Being outwardly proud of our achievements is not something that comes to us as naturally as our US peers. This might be in part due to the confidence of the American Dream and success being applauded – loudly. Whereas in the UK and Europe, we are accustomed to working hard and “getting on with things” to the point that we don’t shout about small, but magnificent things.
But it is important, and we should find a way to pause and recognise our successes – in a way that is authentic to us. Celebrating progress also makes brilliance more visible. Seeing ‘ordinary’ people doing extraordinary things like innovating and building companies is not only a positive boost for them, but it inspires others to be better, whatever they do. Celebration also demonstrates an acknowledgment of challenges. It highlights development, progress, grit and people’s determination to make a difference.
It can be easy in business to forget there is a person behind every task – particularly in this hybrid working world where we see output rather than who is producing it. Most people give their all at work – whether they are a founder or not. We must remember that so we can give a person the drive to achieve more by shining a light on their efforts and contribution by saying, “well done”.
At Converge, we are looking toward our award ceremony in November. As we prepare to announce the finalists for that event – an initial applicant pool of over 200 whittled down to just 28 – I hope everyone who has been part of the process will celebrate how far they have come throughout their journey this year.
This includes not only our finalists but everyone in the programme. After all, being present in the moment to celebrate before moving on is so important and must be lauded. Our coveted awards ceremony is also an opportunity to recognise the efforts of the universities we work with, where colleagues go the extra mile to help us and the people we serve achieve their goals. It really takes a village to raise entrepreneurs.

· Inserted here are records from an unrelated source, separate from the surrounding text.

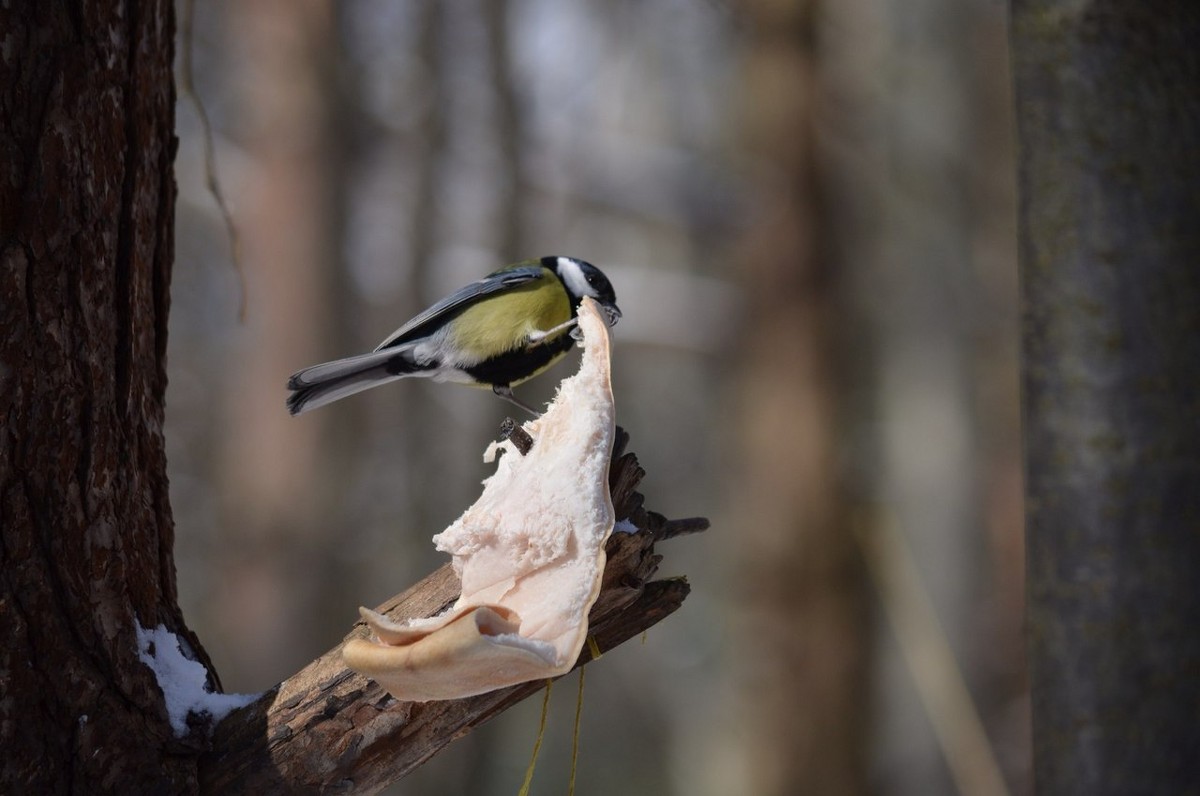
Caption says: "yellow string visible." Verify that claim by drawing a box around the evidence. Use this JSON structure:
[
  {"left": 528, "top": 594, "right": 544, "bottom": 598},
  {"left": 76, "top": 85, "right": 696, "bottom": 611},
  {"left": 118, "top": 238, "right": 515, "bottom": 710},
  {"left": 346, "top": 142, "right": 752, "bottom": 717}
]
[
  {"left": 566, "top": 666, "right": 587, "bottom": 796},
  {"left": 517, "top": 680, "right": 554, "bottom": 796}
]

If we don’t share the stories of success along the course of the journey, and only focus on the result, we lose the opportunity to show the art of the possible and acknowledge how far we’ve come. Work should be about giving us fulfilment, and not because “we have to”. Recognition must be treated in the same way. Given all we have been through, it’s time we acknowledge the brilliance around us and give credit where it is due – throughout the process and not just with the prize. I am therefore committing to taking that extra five minutes, or a whole evening, to celebrate myself and others – and I hope you will too.